Het analysekader (hoofdstuk 2) laat zien dat er diverse manieren zijn om de verhouding tussen criminaliteit en terrorisme te kenschetsen: terrorisme als vorm van criminaliteit, terrorisme en criminaliteit als concepten met vergelijkbare subcategorieën, en terrorisme en criminaliteit als van elkaar te onderscheiden concepten die in empirische zin veel overlap vertonen (nexus) en ten dele betrekking hebben op dezelfde daderpopulatie – zie ook Figuur 4. In hoofdstuk 2 constateerden we al dat inzicht in de empirische overlap in criminele en terroristische daden, organisaties en objectpopulaties belangrijk is om in te kunnen schatten in hoeverre en op welke wijze samenwerking en leren in criminaliteitsbestrijding daadwerkelijk met elkaar te vergelijken zijn en wat dat betekent voor de mogelijkheden en onmogelijkheden om criminaliteits- en terrorismebestrijding meer op elkaar te betrekken.
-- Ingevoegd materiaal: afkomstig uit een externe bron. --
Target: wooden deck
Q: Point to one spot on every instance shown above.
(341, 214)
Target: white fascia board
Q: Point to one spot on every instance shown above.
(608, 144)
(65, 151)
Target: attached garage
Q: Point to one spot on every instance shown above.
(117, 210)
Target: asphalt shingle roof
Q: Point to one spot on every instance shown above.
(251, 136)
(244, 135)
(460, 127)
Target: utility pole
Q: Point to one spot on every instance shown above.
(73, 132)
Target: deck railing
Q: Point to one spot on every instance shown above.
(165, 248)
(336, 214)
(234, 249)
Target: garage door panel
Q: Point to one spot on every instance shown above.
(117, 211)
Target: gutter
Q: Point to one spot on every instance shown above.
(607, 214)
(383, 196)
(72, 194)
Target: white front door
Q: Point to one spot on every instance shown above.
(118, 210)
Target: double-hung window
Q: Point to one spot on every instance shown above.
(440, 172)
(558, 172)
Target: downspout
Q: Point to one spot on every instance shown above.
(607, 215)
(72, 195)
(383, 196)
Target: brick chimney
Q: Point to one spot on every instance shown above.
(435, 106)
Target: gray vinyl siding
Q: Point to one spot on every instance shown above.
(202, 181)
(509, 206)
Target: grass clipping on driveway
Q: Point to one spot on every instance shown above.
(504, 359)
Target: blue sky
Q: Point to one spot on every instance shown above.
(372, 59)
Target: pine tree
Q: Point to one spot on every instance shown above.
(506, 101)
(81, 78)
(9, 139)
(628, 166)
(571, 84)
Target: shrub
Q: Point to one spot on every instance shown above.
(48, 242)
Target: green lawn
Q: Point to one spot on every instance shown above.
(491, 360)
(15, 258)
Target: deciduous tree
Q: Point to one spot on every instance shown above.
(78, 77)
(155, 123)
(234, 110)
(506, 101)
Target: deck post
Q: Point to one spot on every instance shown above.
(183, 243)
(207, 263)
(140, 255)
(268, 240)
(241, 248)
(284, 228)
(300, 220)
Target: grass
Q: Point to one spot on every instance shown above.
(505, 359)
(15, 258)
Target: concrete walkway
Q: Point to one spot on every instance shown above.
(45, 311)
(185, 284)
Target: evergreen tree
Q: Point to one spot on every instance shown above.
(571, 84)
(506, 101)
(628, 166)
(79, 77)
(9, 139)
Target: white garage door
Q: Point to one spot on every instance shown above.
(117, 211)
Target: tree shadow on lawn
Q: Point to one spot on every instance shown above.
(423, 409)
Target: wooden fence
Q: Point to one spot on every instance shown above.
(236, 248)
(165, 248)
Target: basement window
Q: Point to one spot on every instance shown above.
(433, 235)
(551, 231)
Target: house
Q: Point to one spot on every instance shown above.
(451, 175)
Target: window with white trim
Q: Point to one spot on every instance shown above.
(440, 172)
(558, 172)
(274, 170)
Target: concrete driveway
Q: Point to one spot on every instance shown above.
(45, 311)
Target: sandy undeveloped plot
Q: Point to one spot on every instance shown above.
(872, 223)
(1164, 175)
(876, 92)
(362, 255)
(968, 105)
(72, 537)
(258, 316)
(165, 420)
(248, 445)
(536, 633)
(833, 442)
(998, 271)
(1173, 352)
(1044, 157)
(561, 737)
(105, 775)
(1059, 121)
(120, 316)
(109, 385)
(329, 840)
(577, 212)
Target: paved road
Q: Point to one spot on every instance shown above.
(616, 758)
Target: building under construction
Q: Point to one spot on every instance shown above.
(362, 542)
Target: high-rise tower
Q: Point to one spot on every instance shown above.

Deze paragraaf redeneert daarom verder vanuit de ‘crime-terror-nexus’, door niet alleen op basis van literatuur maar ook bevindingen uit de praktijk nader te analyseren wat in de praktijk de overeenkomsten en verschillen zijn in de objectpopulaties en welke factoren en mechanismen relevant blijken bij de bestrijding van criminaliteit en terrorisme.